I hold out my hand. “Thank you for the interview.”
Harms stands and shakes my hand. I leave him standing behind his desk, staring after me, probably wondering what kind of demented creature walked out on him.
Demented, perhaps, to Larry Harms, but not to Estelle Rollins.
At home, I strip off the brown suit and pull on a navy pleated skirt and a cotton short sleeve navy colored sweater. The skirt swings loose from the hips and the sweater covers the roll of fat I didn’t have two years ago. The skirt and sweater are comfortable, though nothing that Harold would have approved of for a job interview. I pull out the white and navy two-tone heels. They’re comfortable, too, a fit for my feet.
I crumple the brown suit into a ball, and gathering the brown shoes, throw both into the trash.
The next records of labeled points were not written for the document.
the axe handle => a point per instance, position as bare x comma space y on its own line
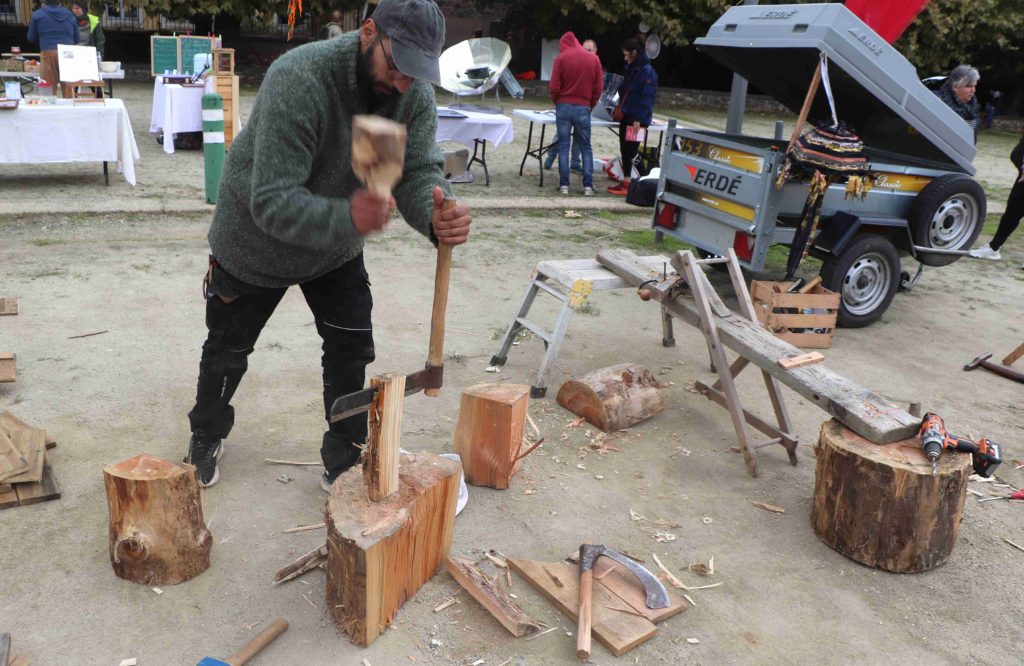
435, 354
586, 605
261, 640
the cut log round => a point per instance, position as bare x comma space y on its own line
613, 399
488, 432
880, 504
157, 532
380, 553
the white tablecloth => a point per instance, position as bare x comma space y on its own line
176, 109
53, 133
494, 128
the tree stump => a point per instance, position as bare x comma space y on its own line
157, 532
614, 398
488, 433
380, 553
880, 505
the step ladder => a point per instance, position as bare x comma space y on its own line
570, 282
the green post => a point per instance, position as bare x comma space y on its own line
213, 142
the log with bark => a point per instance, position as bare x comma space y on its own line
488, 432
157, 532
881, 505
614, 398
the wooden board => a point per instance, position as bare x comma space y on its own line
860, 409
42, 491
628, 587
619, 630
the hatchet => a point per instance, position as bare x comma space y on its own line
251, 649
656, 595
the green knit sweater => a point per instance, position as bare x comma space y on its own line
282, 215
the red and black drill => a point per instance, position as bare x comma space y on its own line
934, 438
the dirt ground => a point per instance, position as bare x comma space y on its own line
785, 596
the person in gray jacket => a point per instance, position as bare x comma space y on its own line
291, 211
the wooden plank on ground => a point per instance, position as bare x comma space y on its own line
615, 625
628, 587
859, 409
492, 597
42, 491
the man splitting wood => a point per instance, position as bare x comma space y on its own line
291, 211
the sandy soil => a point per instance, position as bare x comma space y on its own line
785, 596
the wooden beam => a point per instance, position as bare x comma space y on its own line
491, 596
380, 465
860, 409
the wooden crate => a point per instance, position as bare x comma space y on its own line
226, 85
786, 315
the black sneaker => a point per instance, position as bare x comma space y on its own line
204, 455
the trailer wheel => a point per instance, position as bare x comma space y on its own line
865, 276
947, 214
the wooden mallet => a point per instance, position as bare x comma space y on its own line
251, 649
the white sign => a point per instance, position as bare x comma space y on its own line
77, 64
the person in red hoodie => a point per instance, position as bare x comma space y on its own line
576, 88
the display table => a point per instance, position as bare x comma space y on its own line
545, 118
176, 109
474, 130
52, 133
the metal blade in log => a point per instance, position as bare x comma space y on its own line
378, 152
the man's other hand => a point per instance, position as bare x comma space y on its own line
451, 226
370, 211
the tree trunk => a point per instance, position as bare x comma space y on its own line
614, 398
157, 532
880, 504
488, 433
380, 553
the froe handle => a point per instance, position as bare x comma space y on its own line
586, 604
435, 354
261, 640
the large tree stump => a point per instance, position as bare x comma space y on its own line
488, 433
880, 505
157, 532
614, 398
380, 553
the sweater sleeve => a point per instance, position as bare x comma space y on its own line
284, 149
424, 163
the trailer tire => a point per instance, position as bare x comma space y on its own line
947, 214
866, 276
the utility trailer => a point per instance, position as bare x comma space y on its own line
718, 191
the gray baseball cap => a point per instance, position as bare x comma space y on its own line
417, 32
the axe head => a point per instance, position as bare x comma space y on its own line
657, 596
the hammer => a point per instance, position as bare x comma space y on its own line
251, 649
1004, 371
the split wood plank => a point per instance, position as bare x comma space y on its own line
617, 631
800, 361
482, 588
860, 409
8, 371
42, 491
628, 587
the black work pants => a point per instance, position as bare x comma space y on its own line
1012, 217
237, 311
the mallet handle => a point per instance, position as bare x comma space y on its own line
586, 604
435, 354
261, 640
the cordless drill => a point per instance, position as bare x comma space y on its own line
934, 438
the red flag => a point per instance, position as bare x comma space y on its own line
888, 17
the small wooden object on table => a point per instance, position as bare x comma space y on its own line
488, 432
880, 504
802, 319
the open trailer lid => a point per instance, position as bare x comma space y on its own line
877, 90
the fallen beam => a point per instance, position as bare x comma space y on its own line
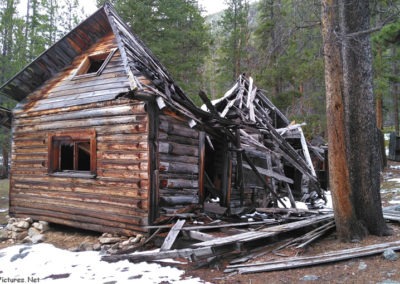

I’ll sell the house, I think as I head for the Daily Herald, and get a one-bedroom apartment.
With no bedroom to live in Jimmy will have to return to college. There will surely be a little money from the house to get him through this last year of college. In the meantime, I’ll sell Harold’s desk and clear out his study. I’ll buy a computer and make the study my writing room. I’ll write under my maiden name with Harold’s name hyphenated onto it: Estelle Browning-Rollins.
I’ll keep Harold’s fancy nameplate, though. He would approve of that touch.